LONDON, Dec 20 (IFR) - An offer by DEPFA Bank to buy back some of its hybrid debt at a deep discount to par, while giving investors a sweetener to amend the terms and conditions, was turned down by bondholders, which will stop the issuer from redeeming the securities.
The bailed-out German lender was seeking to amend the terms and conditions on three hybrid Tier 1 securities totalling EUR1.2bn so that it could retire them at a deep discount, instead of calling them at par at the next call dates.
The bank had structured its exercise differently from how the Irish banks did in 2010/2011 when they included exit consent measures designed to coerce non-consenting bondholders into taking part in their distressed buy-backs.
It was offering a 1% sweetener for bondholders who agreed to a change in the terms and conditions by December 18 ahead of a December 20 formal meeting deadline, and would have paid them 30% of face value.
Under the terms of the liability management exercise, if DEPFA got at least a third of bondholders to approve, by a simple majority in each of the bonds, it would have been able to redeem the rest at 29% of par.
However, in an announcement today, the issuer said that while the resolutions were duly passed in respect of one bond, DEPFA Funding III LP, they were not for the other two deals in question (DEPFA Funding II LP and DEPFA Funding IV LP).
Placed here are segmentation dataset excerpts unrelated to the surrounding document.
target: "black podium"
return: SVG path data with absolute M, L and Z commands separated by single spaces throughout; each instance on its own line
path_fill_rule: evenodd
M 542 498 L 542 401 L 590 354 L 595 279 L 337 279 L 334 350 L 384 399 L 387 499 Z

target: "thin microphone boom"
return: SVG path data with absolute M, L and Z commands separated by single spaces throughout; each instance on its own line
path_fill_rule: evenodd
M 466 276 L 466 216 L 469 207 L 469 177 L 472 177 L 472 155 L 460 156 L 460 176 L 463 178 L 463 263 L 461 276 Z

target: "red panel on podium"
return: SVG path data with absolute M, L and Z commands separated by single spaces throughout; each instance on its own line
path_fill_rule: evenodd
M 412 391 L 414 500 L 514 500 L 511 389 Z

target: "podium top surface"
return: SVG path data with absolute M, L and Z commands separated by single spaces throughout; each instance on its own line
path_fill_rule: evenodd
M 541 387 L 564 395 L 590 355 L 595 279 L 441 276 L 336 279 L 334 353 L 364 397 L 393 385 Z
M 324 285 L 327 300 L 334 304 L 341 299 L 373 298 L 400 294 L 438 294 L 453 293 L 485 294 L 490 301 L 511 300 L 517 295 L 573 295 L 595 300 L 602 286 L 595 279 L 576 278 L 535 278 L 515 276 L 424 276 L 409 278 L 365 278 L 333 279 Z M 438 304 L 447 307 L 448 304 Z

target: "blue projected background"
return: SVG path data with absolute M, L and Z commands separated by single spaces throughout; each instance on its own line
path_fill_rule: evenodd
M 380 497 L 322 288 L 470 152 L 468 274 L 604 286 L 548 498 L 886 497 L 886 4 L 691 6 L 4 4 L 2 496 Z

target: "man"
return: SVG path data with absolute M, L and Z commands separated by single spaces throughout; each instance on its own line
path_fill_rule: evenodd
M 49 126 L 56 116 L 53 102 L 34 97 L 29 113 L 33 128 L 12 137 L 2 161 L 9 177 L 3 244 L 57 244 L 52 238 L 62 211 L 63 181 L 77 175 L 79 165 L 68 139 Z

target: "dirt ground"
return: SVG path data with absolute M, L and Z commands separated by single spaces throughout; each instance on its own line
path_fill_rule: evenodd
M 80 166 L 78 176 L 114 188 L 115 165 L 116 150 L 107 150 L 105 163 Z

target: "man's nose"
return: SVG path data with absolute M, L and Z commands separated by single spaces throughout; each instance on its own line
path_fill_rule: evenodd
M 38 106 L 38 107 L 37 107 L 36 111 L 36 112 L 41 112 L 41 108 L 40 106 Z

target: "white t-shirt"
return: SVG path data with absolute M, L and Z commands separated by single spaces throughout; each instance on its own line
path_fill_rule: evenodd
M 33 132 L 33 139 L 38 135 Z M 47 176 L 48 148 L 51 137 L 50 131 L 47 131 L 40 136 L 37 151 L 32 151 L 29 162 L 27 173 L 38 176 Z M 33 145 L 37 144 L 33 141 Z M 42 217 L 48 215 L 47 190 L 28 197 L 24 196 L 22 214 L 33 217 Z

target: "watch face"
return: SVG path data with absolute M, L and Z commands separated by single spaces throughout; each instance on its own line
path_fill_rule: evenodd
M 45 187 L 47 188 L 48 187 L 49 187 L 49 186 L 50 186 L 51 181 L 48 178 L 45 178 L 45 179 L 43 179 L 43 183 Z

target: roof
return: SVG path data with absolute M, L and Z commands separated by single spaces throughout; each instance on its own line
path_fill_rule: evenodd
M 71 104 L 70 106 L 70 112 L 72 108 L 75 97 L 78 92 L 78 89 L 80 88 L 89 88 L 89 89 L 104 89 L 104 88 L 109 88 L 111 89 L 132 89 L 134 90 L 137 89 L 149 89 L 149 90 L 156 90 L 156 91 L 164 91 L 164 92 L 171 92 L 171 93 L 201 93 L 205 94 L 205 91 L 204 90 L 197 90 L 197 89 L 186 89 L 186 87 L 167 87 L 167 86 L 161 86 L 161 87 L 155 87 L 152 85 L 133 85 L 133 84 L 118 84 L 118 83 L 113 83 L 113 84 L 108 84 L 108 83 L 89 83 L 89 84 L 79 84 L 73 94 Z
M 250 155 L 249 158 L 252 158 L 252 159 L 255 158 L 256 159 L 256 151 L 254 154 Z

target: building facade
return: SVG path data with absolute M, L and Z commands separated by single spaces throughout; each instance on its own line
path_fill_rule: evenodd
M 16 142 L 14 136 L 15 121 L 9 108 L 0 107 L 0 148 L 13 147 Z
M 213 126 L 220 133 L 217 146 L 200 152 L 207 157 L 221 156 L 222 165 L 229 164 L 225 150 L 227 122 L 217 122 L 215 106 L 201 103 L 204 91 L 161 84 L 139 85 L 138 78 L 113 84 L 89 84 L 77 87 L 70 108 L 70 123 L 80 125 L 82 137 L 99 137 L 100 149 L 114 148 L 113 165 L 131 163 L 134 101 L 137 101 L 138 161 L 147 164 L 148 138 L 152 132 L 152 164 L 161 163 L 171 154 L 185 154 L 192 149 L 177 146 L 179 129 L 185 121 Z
“Thus under the terms of the Consent Solicitation the terms and conditions of all three series of Securities will not be amended and the Securities will not be redeemed,” the issuer said in a statement.
“The Consent Solicitation was intended to allow for the opportunity to redeem the Securities whilst ensuring proper burden-sharing as required by the European Commission. DEPFA Bank followed a voluntary and market-based approach reflecting the distressed nature of the Securities.